Nun könnte man, als Polytheist, Thilo dem Trotzigen eine gewisse Sympathie dafür entgegenbringen, dass er die Geschichte des „Tugendwahns“ nicht erst bei Rousseau (dessen Denken in direkten Linie zu Stalin führen soll – Hitler ist wie gesagt out) beginnen lässt, sondern aus dem jüdisch-christlichen Monotheismus herleitet. Mag ja sein, dass „Tugendwahn“ und „Moralpanik“ (siehe: Modedroge Moralin) etwas mit religiösem Fanatismus zu tun haben, mag auch sein, dass motheistische Religionen für diese Art Fanatismus anfälliger sind – immerhin ist evident, dass die Überbetonung von Sekundärtugenden wie Disziplin, Fleiß, Ordnungssinn, Pünktlichkeit eng mit dem Protestantismus zusammenhängt – woraus sich, mit Mut zur Verallgemeinerung und Bekenntnis zur Kraft des Klischees, schließen ließe, dass Sarrazin ein streng religiöser Protestant, wahrscheinlich calvinistischer Richtung, sein muss.
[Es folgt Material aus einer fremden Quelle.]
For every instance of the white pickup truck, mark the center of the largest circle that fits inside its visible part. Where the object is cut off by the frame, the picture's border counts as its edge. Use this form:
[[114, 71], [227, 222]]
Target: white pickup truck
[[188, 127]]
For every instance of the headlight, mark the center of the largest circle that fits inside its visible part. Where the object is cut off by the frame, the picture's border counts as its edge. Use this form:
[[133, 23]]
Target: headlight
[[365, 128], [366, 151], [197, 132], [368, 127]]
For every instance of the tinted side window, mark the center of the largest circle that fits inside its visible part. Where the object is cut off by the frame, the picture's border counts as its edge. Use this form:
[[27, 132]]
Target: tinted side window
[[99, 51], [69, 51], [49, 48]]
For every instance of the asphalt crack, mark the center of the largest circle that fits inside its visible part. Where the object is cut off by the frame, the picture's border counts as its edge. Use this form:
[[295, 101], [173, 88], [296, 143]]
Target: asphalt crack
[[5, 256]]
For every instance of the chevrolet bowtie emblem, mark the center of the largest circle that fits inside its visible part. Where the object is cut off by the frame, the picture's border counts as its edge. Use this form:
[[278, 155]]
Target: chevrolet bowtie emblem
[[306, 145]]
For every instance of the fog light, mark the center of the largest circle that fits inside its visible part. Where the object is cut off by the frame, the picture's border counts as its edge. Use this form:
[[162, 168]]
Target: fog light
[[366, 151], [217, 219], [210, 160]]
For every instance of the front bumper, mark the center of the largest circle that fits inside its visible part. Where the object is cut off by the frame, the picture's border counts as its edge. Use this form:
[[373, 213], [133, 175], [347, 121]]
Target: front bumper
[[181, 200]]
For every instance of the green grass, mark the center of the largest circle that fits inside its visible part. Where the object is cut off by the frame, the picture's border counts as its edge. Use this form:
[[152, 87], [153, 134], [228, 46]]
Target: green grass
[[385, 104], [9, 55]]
Es gibt noch andere Warner vor schrecklichen Gefahren, die uns alle bedrohen, sie warnen vor „Gutmenschtum“, „political correctness“, „Umerziehung durch Gender-Mainstreaming“, „feministische Kampflesben“, vor irgendwelchen „Schwuchteln“, „Nutten“, „Zigeunern“, „Negern“, „Alis“, „Sozialschmarotzern“ usw. usw. die ihnen unverschämterweise das Privileg streitig machen wollen, nach Belieben zu diskriminieren. Das ist diskriminierend, wenn man hierzulande nicht mal mehr richtig diskriminieren darf, jawohl!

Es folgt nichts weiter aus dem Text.